A Kubernetes operator for running etcd clusters. Status: early alpha — API is etcd-operator.cozystack.io/v1alpha2 and will likely change.
The operator manages etcd clusters via two custom resources:
EtcdCluster— what the user creates. Captures cluster-wide intent: replica count, etcd version, per-member storage size, a progress deadline.EtcdMember— what the operator creates. One per etcd member. Owns its Pod and PVC. Operator-managed; users should not edit these directly.
There is no StatefulSet. Each member's Pod and PVC are reconciled independently so the operator can model protocol-aware lifecycle (learner-mode joins, member-id assignment, graceful removal, scale-to-zero pause/resume) without fighting StatefulSet's "all replicas are one workload" assumption.
The full design rationale is in docs/concepts.md.
- Bootstrap of new clusters. Single seed first, learner-mode adds afterwards.
- Scale up / down: cluster controller adds members one at a time as learners and promotes them; scale-down picks the most-recently-created member, runs
MemberRemovevia a finalizer, then GCs the Pod and PVC. - Scale to zero (pause/resume):
spec.replicas: 0parks the surviving member viaspec.dormant=true; the Pod is deleted, the PVC stays owned by theEtcdMember. Scaling back up to ≥ 1 flipsspec.dormant=falseon the same member; etcd resumes from the existing data dir with the same cluster ID and member ID. - Pod restart / node failure: data PVC is preserved, the new Pod reads the existing WAL and rejoins with the same member ID.

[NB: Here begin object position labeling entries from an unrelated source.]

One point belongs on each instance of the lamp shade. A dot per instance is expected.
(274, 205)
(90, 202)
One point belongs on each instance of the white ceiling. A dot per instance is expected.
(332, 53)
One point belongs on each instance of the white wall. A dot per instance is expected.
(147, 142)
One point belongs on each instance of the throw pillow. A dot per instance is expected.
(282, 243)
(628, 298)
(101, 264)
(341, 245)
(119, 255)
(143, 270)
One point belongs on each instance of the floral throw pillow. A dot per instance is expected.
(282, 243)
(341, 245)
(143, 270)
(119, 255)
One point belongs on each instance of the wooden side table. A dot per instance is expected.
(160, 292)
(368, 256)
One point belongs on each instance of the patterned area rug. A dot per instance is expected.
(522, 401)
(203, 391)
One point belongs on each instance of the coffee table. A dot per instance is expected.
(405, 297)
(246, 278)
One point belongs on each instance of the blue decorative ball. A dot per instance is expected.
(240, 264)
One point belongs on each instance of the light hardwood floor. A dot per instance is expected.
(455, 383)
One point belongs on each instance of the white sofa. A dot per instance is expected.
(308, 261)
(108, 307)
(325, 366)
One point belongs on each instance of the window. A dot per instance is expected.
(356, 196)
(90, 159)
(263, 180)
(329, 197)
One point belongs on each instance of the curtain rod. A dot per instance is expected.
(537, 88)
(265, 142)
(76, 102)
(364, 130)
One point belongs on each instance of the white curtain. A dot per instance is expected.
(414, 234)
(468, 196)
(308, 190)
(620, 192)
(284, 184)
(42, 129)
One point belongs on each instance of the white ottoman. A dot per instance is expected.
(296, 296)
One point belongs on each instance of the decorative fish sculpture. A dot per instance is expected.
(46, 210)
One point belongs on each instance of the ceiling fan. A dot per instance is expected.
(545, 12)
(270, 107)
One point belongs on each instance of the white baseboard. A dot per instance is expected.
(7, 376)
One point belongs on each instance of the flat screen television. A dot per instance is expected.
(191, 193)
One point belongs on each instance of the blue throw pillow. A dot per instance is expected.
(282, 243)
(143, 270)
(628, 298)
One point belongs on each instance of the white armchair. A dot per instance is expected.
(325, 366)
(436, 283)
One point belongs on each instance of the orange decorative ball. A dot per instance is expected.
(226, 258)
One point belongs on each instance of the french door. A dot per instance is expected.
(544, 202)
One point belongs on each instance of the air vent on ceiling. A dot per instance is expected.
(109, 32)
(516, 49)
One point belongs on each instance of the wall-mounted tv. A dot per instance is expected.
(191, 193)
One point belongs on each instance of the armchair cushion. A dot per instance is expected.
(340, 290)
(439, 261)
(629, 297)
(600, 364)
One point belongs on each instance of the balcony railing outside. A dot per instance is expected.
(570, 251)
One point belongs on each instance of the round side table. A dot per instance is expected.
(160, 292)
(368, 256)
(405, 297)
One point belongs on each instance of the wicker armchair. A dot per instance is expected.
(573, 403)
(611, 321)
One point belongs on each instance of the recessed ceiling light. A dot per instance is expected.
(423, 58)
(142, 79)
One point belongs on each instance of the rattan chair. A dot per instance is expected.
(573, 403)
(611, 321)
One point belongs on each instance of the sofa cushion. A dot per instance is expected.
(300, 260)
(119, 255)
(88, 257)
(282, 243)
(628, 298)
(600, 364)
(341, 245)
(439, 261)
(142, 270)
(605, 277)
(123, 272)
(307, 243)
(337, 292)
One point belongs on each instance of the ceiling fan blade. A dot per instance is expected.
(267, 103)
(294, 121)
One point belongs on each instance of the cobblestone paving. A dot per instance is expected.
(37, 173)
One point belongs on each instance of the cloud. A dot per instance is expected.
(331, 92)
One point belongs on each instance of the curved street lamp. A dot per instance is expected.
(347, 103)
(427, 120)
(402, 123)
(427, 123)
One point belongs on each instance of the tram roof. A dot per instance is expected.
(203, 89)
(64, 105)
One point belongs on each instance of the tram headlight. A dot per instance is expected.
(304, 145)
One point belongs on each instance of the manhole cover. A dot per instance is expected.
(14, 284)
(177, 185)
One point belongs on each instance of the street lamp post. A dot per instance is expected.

- Memory-backed storage (opt-in):
spec.storage.medium: Memoryswitches each member's data dir to a tmpfsemptyDirwhose lifetime is bound to the Pod. Members that lose their Pod (eviction, node failure) lose their data; the operator detects this, removes the member from etcd, and replaces it via the existing scale-up path. Suits scenarios where the etcd state is reconstructable and replication absorbs single-member losses. For production, setspec.affinityandspec.resources.limits.memoryexplicitly — neither is defaulted (#16); see docs/concepts.md. - Apiserver-enforced validation: CEL rules on the CRD (k8s 1.29+) reject
replicas: 0withstorage.medium: Memory,storage.size: 0withstorage.medium: Memory,storage.mediumchanges after creation, andstorage.sizeshrinks. No webhook / cert-manager dependency. - PodDisruptionBudget: per-cluster PDB selects voting members only (
role=voter);maxUnavailable = (voters-1)/2sokubectl draincannot voluntarily push the cluster below quorum. - TLS (BYO Secrets or cert-manager):
spec.tls.client/spec.tls.peerenable TLS on each surface independently. Material comes from either user-provided Secrets (serverSecretRef/operatorClientSecretRef/secretRef) or operator-emittedcert-manager.io/v1Certificates (certManager.{serverIssuerRef,operatorClientIssuerRef,issuerRef}) — mutually exclusive per subtree, enforced by CEL. mTLS is the implicit mode when an operator-client source is supplied; server-TLS-only when it isn't. The wholetlssubtree is CEL-locked immutable post-create. cert-manager-emitted certs auto-renew via cert-manager; Pod-side rotation is a manual one-at-a-timekubectl delete podeither way. See docs/concepts.md. - Resource sizing:
spec.resources(acorev1.ResourceRequirements) sets the etcd container's CPU/memory requests and limits. Unset uses a conservative 100m/128Mi-request default. Updates take effect on newly-created members; pair with aVerticalPodAutoscalertargeting the cluster for live recommendation/rollout. - Scheduling & extra metadata:
spec.affinityandspec.topologySpreadConstraintspass through to every member Pod (anti-affinity is not defaulted — set it for production);spec.additionalMetadatamerges user labels/annotations onto every object the operator creates (member Pods, data PVCs, Services, PDB,EtcdMemberCRs), with operator-owned keys winning on collision. All three apply on object creation and are latched like the rest of the spec. See docs/concepts.md. - Monitoring / autoscaling hooks: every member Pod always exposes a plaintext
metricscontainer port at2381(etcd's/health+ Prometheus/metrics) forVMPodScrape/PodMonitor. TheEtcdClusterCRD exposes the/scalesubresource with a populatedstatus.selector, making it a valid target forkubectl scaleandVerticalPodAutoscaler.targetRef. - Locking pattern:
status.observedsnapshots the in-flight target so mid-flight spec edits don't corrupt consensus;progressDeadlinebounds how long the operator will spend trying to reach a target. - Cluster deletion: cascading owner refs clean up everything; finalizers detect "the whole cluster is going away" and skip etcd-side removal to avoid deadlock.
- Snapshots & restore:
EtcdSnapshotcaptures a one-shot snapshot of a cluster to S3 (or a PVC) via a Job running the operator image as a snapshot agent;status.artifactrecords the stored object's URI, size, and checksum. A new cluster restores from a snapshot at first bootstrap viaspec.bootstrap.restore.source(the seed Pod runs a restore initContainer before etcd starts). TLS andspec.authauth are honored automatically. No scheduled snapshots (EtcdSnapshotScheduleis intentionally out of scope) — drive recurring snapshots with aCronJob/kubectl applyfrom outside. See docs/concepts.md and the restore runbook.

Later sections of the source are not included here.